Estimating the site-frequency-spectrum
In order to perform demographic analyses with programs such as fastsimcoal2
or dadi
,
you need to generate or estimate a site-frequency spectrum (SFS). There are multiple different ways
to do this but one of the simplest is using easysfs, a really nice python based utility that is built on top of the dadi
libraries.
Using easySFS
is very straighforward. The first thing we will do is declare a $VCF
variable, to make the downstream commands a bit more clear. We do this like so:
# As always, we work in a separate directory for this analysis
mkdir SFS
cd SFS
# We will work with a subset of sites that are already filtered for low missing data proportions:
cp /home/data/vcf/cichlid_subset_filtered.vcf.gz ./
VCF="cichlid_subset_filtered.vcf.gz"
Once we have done that, we need to create a population file.
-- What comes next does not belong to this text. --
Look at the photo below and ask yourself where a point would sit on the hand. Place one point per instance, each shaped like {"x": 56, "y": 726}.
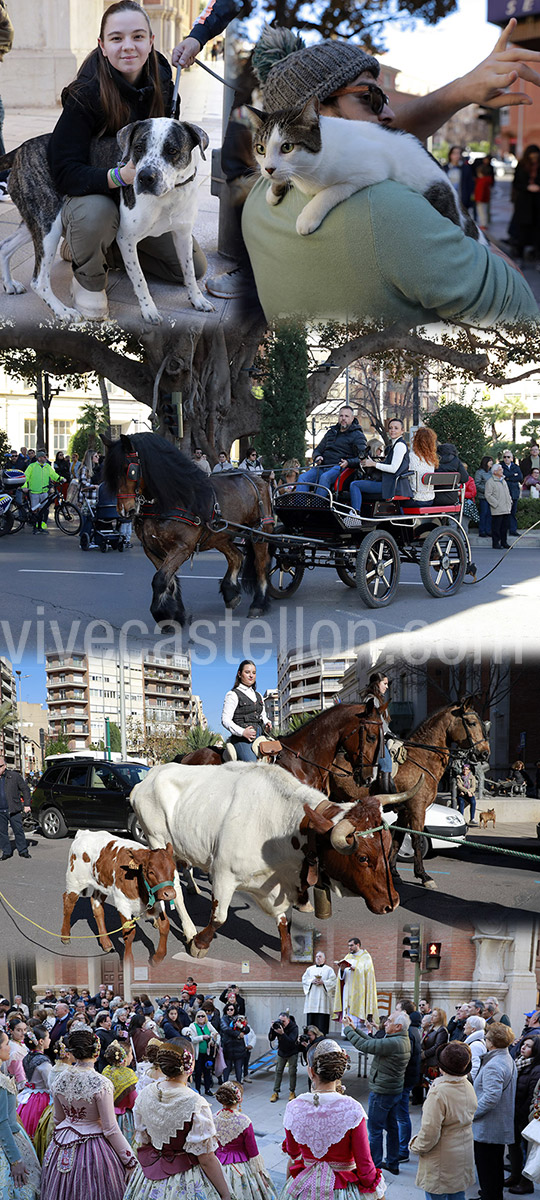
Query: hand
{"x": 186, "y": 52}
{"x": 19, "y": 1174}
{"x": 487, "y": 82}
For the demonstration here, we will use only cichlids from Makobe. The following bcftools
command, piped to grep
and awk
will produce what we need:
# make pops
bcftools query -l $VCF | grep "Mak" | awk '{split($0,a,"."); print $1,a[2]}' > pop_file
easySFS
has a nice feature for estimating how to downsample the populations to retain the highest number of sites. The SFS cannot be computed with sites that contain missing data. By projecting down the number of individuals per population, more sites can be recovered. Alternatively, if your dataset has a lot of missing data and low coverage, you may want to generate the SFS with ANGSD which takes genotype uncertainties into account. For easySFS, to identify the best projection value, you can use the following command:
# estimate projections
easySFS.py -i $VCF -p pop_file -a -f --preview
However in our case, we have very little missing data. There is no need to downsample. Therefore we run easySFS
like so:
# this line will calculate the necessary SFS files
easySFS.py -i $VCF -p pop_file -a -f --proj 8,8
This will then produce an SFS in formats suitable for fastsimcoal2
and dadi
. You’re now ready to go to the next step of actually using this for demographic inference!